The next screen (image 2) is where you can choose your preferred mode of transport. At the top, underneath the two locations you are navigating between, are symbols for the different options. You can choose between driving (a car), public transport (a bus/train), walking (a figure), taxi (figure with a bag and arm up) or cycling (bicycle). Here I have selected public transport and at the bottom are the different options: a 15 minute journey taking bus 33 or 34 or a 19 minute journey going on line L5 on the subway. The first option had the least walking and we were all tired, so that is the one I chose. When you tap on the one you want, you get a map and detailed directions (image 3 and 4). So, our journey started with a 240m walk to the bus stop: if you tap on ‘MAP’ next to this instruction you get a detailed map (image 5) showing the direction to walk to the bus stop. Then we needed to get a number 33 or 34 bus for 5 stops to Diagonal-Passeig de Gracia. The app actually gives you real time bus information: in our example, if you tapped on the arrow next to where it says ‘Sagrada Familia’, you got a list of the two buses and the expected time until their arrival (image 6).

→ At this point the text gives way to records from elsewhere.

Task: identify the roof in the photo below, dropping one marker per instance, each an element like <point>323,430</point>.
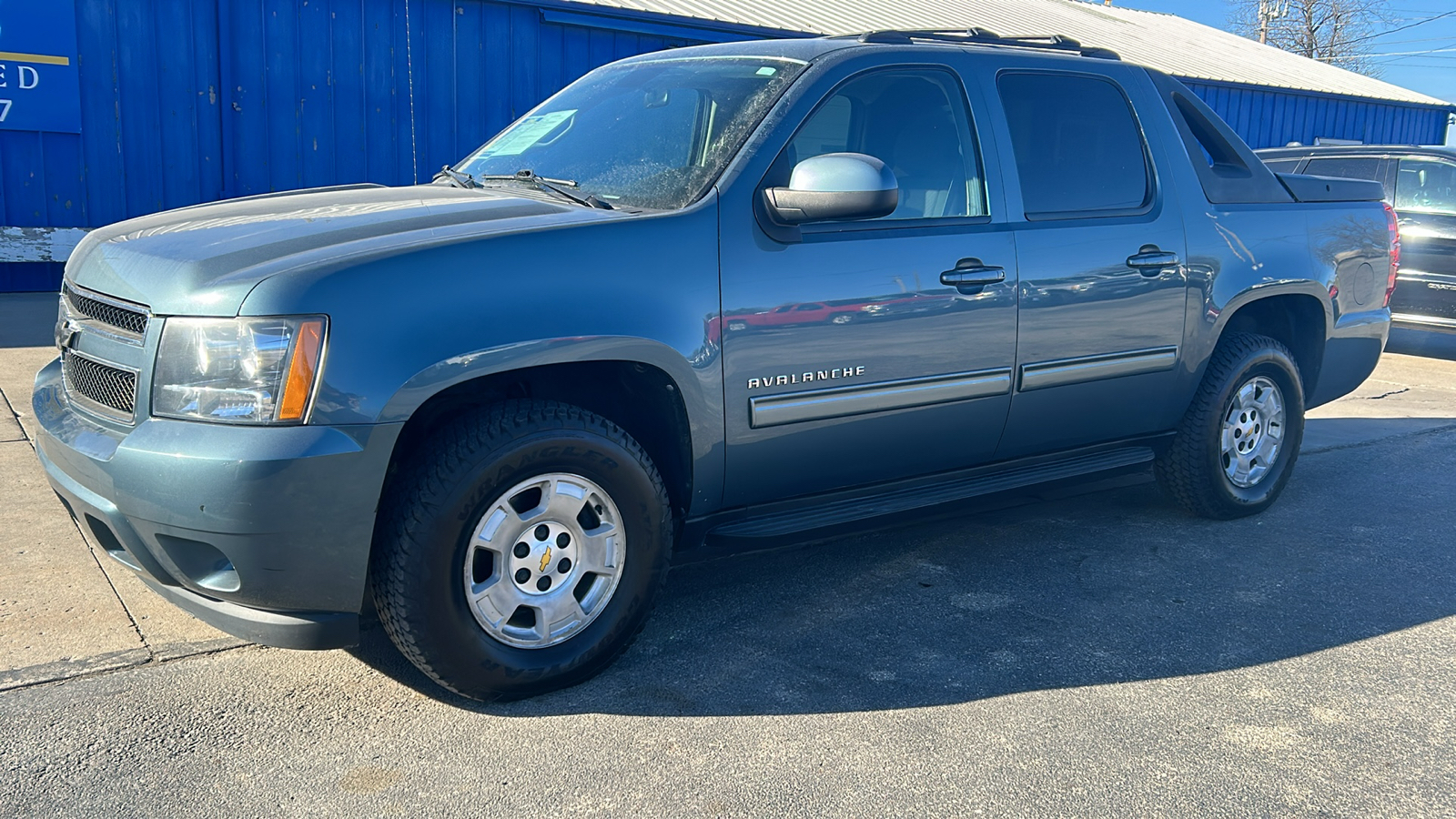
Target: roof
<point>1356,150</point>
<point>1167,43</point>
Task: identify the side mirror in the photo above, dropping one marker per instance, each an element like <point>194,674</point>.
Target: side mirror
<point>834,187</point>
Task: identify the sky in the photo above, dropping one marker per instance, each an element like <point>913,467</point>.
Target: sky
<point>1421,57</point>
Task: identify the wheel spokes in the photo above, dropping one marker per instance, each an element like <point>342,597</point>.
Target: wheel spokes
<point>545,560</point>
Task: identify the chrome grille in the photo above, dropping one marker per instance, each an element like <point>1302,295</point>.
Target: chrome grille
<point>111,390</point>
<point>111,314</point>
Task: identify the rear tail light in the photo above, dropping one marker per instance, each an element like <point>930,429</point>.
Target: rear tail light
<point>1394,227</point>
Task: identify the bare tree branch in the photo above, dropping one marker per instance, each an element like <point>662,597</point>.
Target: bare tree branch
<point>1332,31</point>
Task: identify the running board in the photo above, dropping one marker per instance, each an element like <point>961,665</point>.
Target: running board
<point>865,506</point>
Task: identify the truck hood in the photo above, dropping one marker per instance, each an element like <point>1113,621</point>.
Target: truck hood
<point>204,259</point>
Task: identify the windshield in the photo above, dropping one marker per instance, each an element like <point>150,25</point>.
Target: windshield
<point>641,135</point>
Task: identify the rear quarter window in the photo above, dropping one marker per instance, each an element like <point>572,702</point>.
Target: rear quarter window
<point>1281,165</point>
<point>1346,167</point>
<point>1079,150</point>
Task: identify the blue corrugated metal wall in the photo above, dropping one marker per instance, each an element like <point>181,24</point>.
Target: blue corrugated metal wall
<point>1274,116</point>
<point>189,101</point>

If you follow your journey whilst you have the app open, you will see your progress along the route on the map so you will know when to get off the bus. The map also gives you directions to get from the bus stop to your destination at the other end. It is fantastic! I cannot tell you how often this app has helped us out. It is particularly helpful in showing you bus options as these are usually the hardest to figure out when you are ‘on the ground’ so to speak in an unfamiliar city. And often there is a much simpler and quicker bus route than making your way to the tube or metro and using that. If you’ve not tried it before, I recommend you do next time you are out and about somewhere.
Getting around: Maps.me
The only problem with Google maps is that it uses data, and depending on how much data is included in your mobile phone tariff, this might or might not be a problem for you. So, the other app that we have found to be invaluable when navigating around unfamiliar places is Maps.me.
This is another free app and it does a similar job to Google maps, but it doesn’t use any data! It doesn’t give public transport options and the timings it gives for driving places seem to be way off, but for finding a walking route, it is brilliant. Once again, you will need to download the app before you go and then also download the map(s) for the area you are visiting.
It allows you to find routes to and from different locations and can also easily search for things on the map. One of its best uses for us? Where are the nearest public toilets? Image 7 shows a search I did for toilets near to the Sagrada Familia – the blue dots are all public toilets. You can tap on one and then choose ‘route to’ at the bottom of the screen and it will give you a map of how to get there – a life saver when you really need to go! The app will also find supermarkets or post offices or whatever else you might need. It also shows key sights, metro stations and bus stops and its maps are really clear and easy to read (image 8).